Workflow state transitions

The following state diagram illustrates a high-level view of the state transitions that a workflow with a single task and node would go through as the user observes success.

        flowchart TD
    id1(( ))
    id1 --> Ready
    Ready --> Running
    subgraph Running
    id2(( ))
    id2 --> NodeQueued
    NodeQueued --> NodeRunning
    subgraph NodeRunning
    id3(( ))
    id3 --> TaskQueued
    TaskQueued --> TaskRunning
    TaskRunning --> TaskSuccess
    end
    TaskSuccess --> NodeSuccess
    end
    NodeSuccess --> Success
    

The following sections explain the various observable (and some hidden) states for workflow, node, and task state transitions.

Workflow States

        flowchart TD
    Queued -->|On system errors more than threshold| Aborted
    Queued --> Ready
    Ready--> |Write inputs to workflow| Running
    Running--> |On system error| Running
    Running--> |On all Nodes Success| Succeeding
    Succeeding--> |On successful event send to Admin| Succeeded
    Succeeding--> |On system error| Succeeding
    Ready--> |On precondition failure| Failing
    Running--> |On any Node Failure| Failing
    Ready--> |On user initiated abort| Aborting
    Running--> |On user initiated abort| Aborting
    Succeeding--> |On user initiated abort| Aborting
    Failing--> |If Failure node exists| HandleFailureNode
    Failing--> |On user initiated abort| Aborting
    HandleFailureNode--> |On completing failure node| Failed
    HandleFailureNode--> |On user initiated abort| Aborting
    Failing--> |On successful send of Failure node| Failed
    Aborting--> |On successful event send to Admin| Aborted
    

A workflow always starts in the Ready state and ends either in Failed, Succeeded, or Aborted state. Any system error within a state causes a retry on that state. These retries are capped by system retries <system-retry> which eventually lead to an Aborted state if the failure persists.

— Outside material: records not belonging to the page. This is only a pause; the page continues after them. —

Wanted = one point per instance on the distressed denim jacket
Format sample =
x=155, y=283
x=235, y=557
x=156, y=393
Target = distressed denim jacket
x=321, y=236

Every transition between states is recorded in FlyteAdmin using :std:ref:workflowexecutionevent.

The phases in the above state diagram are captured in the admin database as specified here workflowexecution.phase and are sent as a part of the Execution event.

The state machine specification for the illustration can be found here.

Node States

        flowchart TD
    id1(( ))
    id1-->NotYetStarted
    id1-->|Will stop the node execution |Aborted
    NotYetStarted-->|If all upstream nodes are ready, i.e, inputs are ready | Queued
    NotYetStarted--> |If the branch was not taken |Skipped
    Queued-->|Start task execution- attempt 0 | Running
    Running-->|If task timeout has elapsed and retry_attempts >= max_retries|TimingOut
    Running-->|Internal state|Succeeding
    Running-->|For dynamic nodes generating workflows| DynamicRunning
    DynamicRunning-->TimingOut
    DynamicRunning-->RetryableFailure
    TimingOut-->|If total node timeout has elapsed|TimedOut
    DynamicRunning-->Succeeding
    Succeeding-->|User observes the task as succeeded| Succeeded
    Running-->|on retryable failure| RetryableFailure
    RetryableFailure-->|if retry_attempts < max_retries|Running
    RetryableFailure-->|retry_attempts >= max_retries|Failing
    Failing-->Failed
    Succeeded-->id2(( ))
    Failed-->id2(( ))
    

This state diagram illustrates the node transition through various states. This is the core finite state machine for a node. From the user’s perspective, a workflow simply consists of a sequence of tasks. But to Flyte, a workflow internally creates a meta entity known as node.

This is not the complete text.